When he noticed that the keeper didn’t pay any attention to him, he went up the stairs. Suddenly, the keeper’s body fell to the ground. Their eyes met and the sailor remembered every moment they had spent together. Without noticing, he was beside the keeper’s body, with tears in his eyes. He saw a piece of paper in the keeper’s pocket. It was a handwritten letter: “My dear friend: I am sorry I must tell you good bye. I can’t go on living like this in this world. The lighthouse is getting worse and I can’t get enough money to repair it. I have almost no money to keep being alive. Thank you very much for being my friend even in bad times and for helping me and making me happy. I am sorry I cannot make this work forever. I will never forget you, Good bye.”

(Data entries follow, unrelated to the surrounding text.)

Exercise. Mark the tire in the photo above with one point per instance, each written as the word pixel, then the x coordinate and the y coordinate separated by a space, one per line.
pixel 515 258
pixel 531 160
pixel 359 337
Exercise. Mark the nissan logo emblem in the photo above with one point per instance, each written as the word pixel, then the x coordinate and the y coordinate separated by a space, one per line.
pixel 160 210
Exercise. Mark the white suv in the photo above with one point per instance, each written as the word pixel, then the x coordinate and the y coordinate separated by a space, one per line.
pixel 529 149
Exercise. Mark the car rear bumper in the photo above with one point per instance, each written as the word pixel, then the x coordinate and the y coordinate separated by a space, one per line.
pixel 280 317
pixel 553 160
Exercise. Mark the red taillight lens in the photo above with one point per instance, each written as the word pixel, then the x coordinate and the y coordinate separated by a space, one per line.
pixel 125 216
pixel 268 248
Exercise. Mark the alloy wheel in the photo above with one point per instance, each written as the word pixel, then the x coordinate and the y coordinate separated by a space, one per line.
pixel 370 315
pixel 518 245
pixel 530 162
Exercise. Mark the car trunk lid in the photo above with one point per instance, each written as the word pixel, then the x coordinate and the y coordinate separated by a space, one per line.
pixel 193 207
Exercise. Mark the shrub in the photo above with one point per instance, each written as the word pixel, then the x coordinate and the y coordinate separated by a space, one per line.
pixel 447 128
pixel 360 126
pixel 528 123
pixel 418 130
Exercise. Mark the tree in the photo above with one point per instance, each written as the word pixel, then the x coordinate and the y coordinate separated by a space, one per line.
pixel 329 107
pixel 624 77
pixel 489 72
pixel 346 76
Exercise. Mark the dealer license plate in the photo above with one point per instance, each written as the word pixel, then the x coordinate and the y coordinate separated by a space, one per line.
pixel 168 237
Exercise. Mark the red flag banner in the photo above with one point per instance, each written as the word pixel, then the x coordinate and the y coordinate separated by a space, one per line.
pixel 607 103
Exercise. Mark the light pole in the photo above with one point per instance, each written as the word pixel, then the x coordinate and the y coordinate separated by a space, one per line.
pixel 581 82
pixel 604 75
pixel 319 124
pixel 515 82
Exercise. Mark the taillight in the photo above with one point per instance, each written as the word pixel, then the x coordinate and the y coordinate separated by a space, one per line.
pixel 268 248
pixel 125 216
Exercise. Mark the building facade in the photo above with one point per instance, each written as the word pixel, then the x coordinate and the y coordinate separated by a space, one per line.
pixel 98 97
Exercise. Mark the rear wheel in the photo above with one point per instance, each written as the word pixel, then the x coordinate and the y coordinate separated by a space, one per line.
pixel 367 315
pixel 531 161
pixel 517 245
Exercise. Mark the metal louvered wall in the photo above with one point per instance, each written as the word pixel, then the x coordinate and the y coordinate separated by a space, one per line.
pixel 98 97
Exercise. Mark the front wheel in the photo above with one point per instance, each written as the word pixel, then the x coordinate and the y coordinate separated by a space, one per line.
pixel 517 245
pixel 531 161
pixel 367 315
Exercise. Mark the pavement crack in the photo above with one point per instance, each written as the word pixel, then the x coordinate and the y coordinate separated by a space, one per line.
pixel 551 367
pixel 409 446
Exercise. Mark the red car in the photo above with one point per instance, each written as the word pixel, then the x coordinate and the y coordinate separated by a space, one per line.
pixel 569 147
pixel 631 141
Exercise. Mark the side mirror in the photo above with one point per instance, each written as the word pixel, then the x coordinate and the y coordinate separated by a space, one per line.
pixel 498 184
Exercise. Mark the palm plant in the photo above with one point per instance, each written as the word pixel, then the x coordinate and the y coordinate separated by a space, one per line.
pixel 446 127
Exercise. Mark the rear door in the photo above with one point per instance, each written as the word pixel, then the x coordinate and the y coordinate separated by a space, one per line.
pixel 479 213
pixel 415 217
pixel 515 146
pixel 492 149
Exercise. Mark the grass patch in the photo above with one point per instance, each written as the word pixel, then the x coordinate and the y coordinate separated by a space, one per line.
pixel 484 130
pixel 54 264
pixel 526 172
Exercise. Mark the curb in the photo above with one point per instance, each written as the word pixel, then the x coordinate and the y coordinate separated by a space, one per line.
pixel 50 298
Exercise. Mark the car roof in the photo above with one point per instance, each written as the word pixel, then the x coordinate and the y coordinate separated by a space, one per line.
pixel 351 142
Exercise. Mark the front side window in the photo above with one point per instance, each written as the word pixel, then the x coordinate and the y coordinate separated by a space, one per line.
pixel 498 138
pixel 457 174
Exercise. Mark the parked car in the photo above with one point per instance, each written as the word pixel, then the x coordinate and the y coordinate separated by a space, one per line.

The sailor, crying, stood up to turn on the torch because it was getting dark. He tried to understand what had happened. Climbing up the stairs, he remembered all the good moments with the keeper: the day they first met, the nights telling old stories and every moment of joy when things did not go well. Once he reached up he noticed there was something inside the torch. He turned it off to see what was inside and he found a map of subterranean tunnels. The sailor was very confused: how did he not know this before? So he went home to get ready for exploring the next day. Next morning, the sailor woke up early to reach the lighthouse as soon as possible. Catching the map, he began to look everywhere in order to find some door or some passage which take him to the tunnels. However, the higher he went up, the less hope he had. He was climbing up the stairs, being alert, but there was nothing. When he was about to quit, he remembered that there was a kind of stairs to the ceiling. He had never paid them attention. Then he went out to the balcony to climb these stairs. It seemed to be nothing unusual there, until he found a weird door. He thought that it was connected with the lens room, but he realised his mistake when he opened it. This door took him to a stairs surrounding the lighthouse. Without thinking, he began to descend them and, when he arrived to the bottom, he found the most spectacular thing ever imagined. The map seemed to show tunnels, but it really had information about a huge library made of crystal which occupied the entire ocean. Its walls were covered by bookcases containing every kind of books: fiction, history‌ From this very moment, the sailor took charge of the lighthouse. Each noon he went down to his new favourite place to explore each tunnel and to read one of these excellent books. He also hung some pictures of the lighthouse keeper there, in order to take him to this secret place. When the sailor died, he bequeathed the lighthouse to his children, and they bequeathed it to theirs and so on until now. Do you want to know how I first learned of this secret place? Just because right now this lighthouse is mine.